# TV picture flickers with HR24-500



## ratm (Sep 20, 2011)

Hello,
I am new to DirecTV. I got a 3 LNB SWM installed and the HR24-500. I have a Sony TV KDL52XBR9 and using HDMI to connect to the HR24.
My problem is that when I first turn my TV on the picture flickers and goes out for a fraction of a second. If I cycle through the inputs on the TV or go into the settings and uncheck a resolution and recheck it, the problem goes away. 
I have native set to off and 720p/1080i as my only resolutions. I also have tried switching from 720 to 1080 on the front of the box with the same result.
Does anybody know why this is happening? I just moved from cable and never had this issue using the same HDMI cables/input.
Thank you,
ratm


----------



## Kevin F (May 9, 2010)

I would try another HDMI cable just to make sure. Or even a different port on the back of the tv. And if it still happens then try component cable an see if the problem still exists


----------



## TomCat (Aug 31, 2002)

It sounds like an HDMI handshake issue between the DVR and the TV. I would bet the farm you would not see this should you connect via component.

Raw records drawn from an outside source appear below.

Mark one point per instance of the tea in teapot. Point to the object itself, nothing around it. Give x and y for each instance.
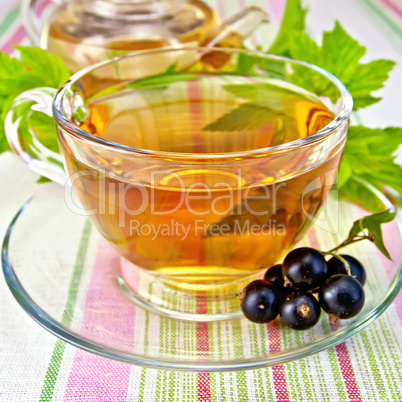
(85, 32)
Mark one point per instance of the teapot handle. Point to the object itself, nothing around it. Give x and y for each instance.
(31, 20)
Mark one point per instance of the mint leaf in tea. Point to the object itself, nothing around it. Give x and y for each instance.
(198, 211)
(185, 116)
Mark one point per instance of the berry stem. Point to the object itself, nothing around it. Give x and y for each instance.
(351, 241)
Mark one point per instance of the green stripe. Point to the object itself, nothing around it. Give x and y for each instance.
(385, 18)
(9, 20)
(58, 351)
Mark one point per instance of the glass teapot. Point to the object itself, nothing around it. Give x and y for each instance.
(84, 32)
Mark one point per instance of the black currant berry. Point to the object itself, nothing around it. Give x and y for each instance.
(305, 268)
(274, 276)
(261, 302)
(300, 311)
(342, 296)
(336, 266)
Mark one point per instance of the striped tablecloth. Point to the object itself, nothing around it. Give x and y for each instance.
(35, 366)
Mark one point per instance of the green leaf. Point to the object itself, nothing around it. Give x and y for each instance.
(369, 154)
(358, 193)
(293, 23)
(267, 94)
(339, 54)
(246, 117)
(37, 68)
(372, 224)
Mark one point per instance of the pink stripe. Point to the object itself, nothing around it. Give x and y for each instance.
(278, 372)
(203, 379)
(6, 8)
(43, 6)
(221, 9)
(347, 373)
(16, 38)
(393, 7)
(110, 318)
(276, 9)
(243, 5)
(392, 240)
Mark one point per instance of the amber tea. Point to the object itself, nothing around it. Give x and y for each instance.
(201, 222)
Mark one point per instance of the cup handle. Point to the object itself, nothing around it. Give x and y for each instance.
(28, 133)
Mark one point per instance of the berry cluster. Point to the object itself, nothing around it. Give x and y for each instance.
(305, 282)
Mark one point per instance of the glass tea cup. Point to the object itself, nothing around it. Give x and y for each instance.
(200, 167)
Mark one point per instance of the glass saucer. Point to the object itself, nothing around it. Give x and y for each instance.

You may also want to try using just 1080 as a resolution. This would move the task of rescaling 720p to 1080i out of the DVR and into the TV, which may shorten (or lengthen) the HDMI mute time (time it goes to black while negotiating the handshake). Native "on" would do much the same thing. Try both, and with luck one or the other will shorten the mute time or eliminate it. Otherwise it may just be an idiosyncratic issue with that particular TV and that particular DVR.

On that subject, the HR24 is supposedly using RGB out, while most devices use Y Pb Pr. There is likely nothing wrong with either method, and HDMI supports both, but how compatible one may be with the HDMI RX chip in your TV compared to the other may be at issue here. They both should work, but possibly RGB out could have handshake issues that don't manifest with Y Pb Pr. If other viewers with this set and either a HR24 or a different HR2x could verify this, we would know if that is a credible answer or not.


----------



## Rich (Feb 22, 2007)

TomCat said:


> It sounds like an HDMI handshake issue between the DVR and the TV. I would bet the farm you would not see this should you connect via component.
> 
> You may also want to try using just 1080 as a resolution. This would move the task of rescaling 720p to 1080i out of the DVR and into the TV, which may shorten (or lengthen) the HDMI mute time (time it goes to black while negotiating the handshake). Native "on" would do much the same thing. Try both, and with luck one or the other will shorten the mute time or eliminate it. Otherwise it may just be an idiosyncratic issue with that particular TV and that particular DVR.
> 
> On that subject, the HR24 is supposedly using RGB out, while most devices use Y Pb Pr. There is likely nothing wrong with either method, and HDMI supports both, but how compatible one may be with the HDMI RX chip in your TV compared to the other may be at issue here. They both should work, but possibly RGB out could have handshake issues that don't manifest with Y Pb Pr. If other viewers with this set and either a HR24 or a different HR2x could verify this, we would know if that is a credible answer or not.


Every once in a while someone posts about these issues and it seems to always happen (this is a general comment not a specific comment) when using a Sony TV. I'll agree with Tom and say try component and see if that solves your problem. I'll also be willing to bet that you never have any issues with a BD player or a DVD upscaler using HDMI. Or any device using HDMI. Only the HRs.

Rich


----------



## ratm (Sep 20, 2011)

Thank you for your suggestions. TomCat was right. It was an HDMI handshake issue. 
I forgot to mention that I'm using and HDMI balun from SnapAV to connect the HR24 from my basement that also has a feature where it can learn the EDID setting from my TV. I made the transmitter end of my balun relearn the EDID from my TV, hooked up everything and so far so good.
Thanks again!


----------